Play Types Toolkit
The Play Types Toolkit training is for schools and education professionals, and others working with children in various settings.
The aim is to highlight the range of types of play children experience, their vital contribution to learning and development, and to make integration of play into the curriculum simpler. The toolkit uses the play types from play theorist Bob Hughes.
Duration 1 – 2.5 hours, depending on audience and venue
Training Provider Overview
Play Scotland has been providing CPD training for many years and in 2014 registered PlaySTAC as our training wing of Play Scotland.

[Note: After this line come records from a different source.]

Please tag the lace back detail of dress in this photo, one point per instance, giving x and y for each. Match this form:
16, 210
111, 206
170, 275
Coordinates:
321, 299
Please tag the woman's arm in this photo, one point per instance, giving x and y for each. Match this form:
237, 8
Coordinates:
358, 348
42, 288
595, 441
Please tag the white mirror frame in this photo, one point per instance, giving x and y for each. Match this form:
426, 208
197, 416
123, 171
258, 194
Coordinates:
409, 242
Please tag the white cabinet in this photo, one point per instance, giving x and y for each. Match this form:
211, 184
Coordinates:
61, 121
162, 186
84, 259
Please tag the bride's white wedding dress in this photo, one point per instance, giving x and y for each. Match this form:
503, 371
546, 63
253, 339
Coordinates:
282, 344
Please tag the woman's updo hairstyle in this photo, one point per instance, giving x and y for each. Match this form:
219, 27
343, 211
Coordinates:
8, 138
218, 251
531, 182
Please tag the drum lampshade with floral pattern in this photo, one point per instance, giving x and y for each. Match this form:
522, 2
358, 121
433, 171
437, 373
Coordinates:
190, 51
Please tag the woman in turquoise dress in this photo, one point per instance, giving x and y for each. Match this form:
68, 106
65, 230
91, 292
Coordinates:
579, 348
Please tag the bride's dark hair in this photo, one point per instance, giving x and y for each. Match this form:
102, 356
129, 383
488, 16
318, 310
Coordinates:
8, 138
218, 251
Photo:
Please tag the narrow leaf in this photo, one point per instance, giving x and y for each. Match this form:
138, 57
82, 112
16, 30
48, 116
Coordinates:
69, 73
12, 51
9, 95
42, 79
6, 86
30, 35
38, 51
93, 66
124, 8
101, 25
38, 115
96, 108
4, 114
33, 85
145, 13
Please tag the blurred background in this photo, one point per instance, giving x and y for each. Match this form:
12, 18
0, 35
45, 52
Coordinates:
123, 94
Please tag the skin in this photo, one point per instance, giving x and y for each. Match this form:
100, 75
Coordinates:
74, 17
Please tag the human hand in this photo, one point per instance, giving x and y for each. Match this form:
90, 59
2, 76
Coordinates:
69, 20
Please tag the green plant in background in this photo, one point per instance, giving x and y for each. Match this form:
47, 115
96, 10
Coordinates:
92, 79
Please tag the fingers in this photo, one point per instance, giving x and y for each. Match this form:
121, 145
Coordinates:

Play Scotland provides bespoke training and general training opportunities seminars and events to a wide range of degree student courses, early years practitioners and inspectors, childminders, playworkers, youth workers, the uniformed sector, school staff and teachers, local authority staff across a range of departments (health, education, architects and planning, parks and play grounds, management and design of the public realm, grounds maintenance, regeneration, environmental health, culture, leisure and sport), and many working in green infrastructure, real world learning, Forestry Commission, National Trust for Scotland, Historic Scotland and Scottish Canals.
Training opportunities are not confined to members but members’ discounts do apply.
The range of training courses offered include:
- Managing risk in play
- Play types toolkit – bringing more play into the school day
- The importance of play in learning
- Strategic Planning for Play – PDA level 8
- Planning for play; play, planning, place
However, courses can be designed to meet the needs of learners. Courses are currently offered to trainee primary school teachers, pupil support assistants, planning students, early years, after school and other childcare practitioners including childminders.
Training Provider Contact Details
PlaySTAC trainers ensure they are aware of the expectations of learners so that they can meet their training needs during the session. After training, they evaluate sessions to ensure they are meeting the needs of learners and to identify ways to improve sessions in the future. This is carried out in an anonymous way to encourage candid feedback.
Learners are asked to identify the impact of training so that we can ensure training is making a difference to practice and to the lives of children and young people. We continually strive for improvement in knowledge and practice.
There is a feedback system in place, and a formal complaints procedure if required.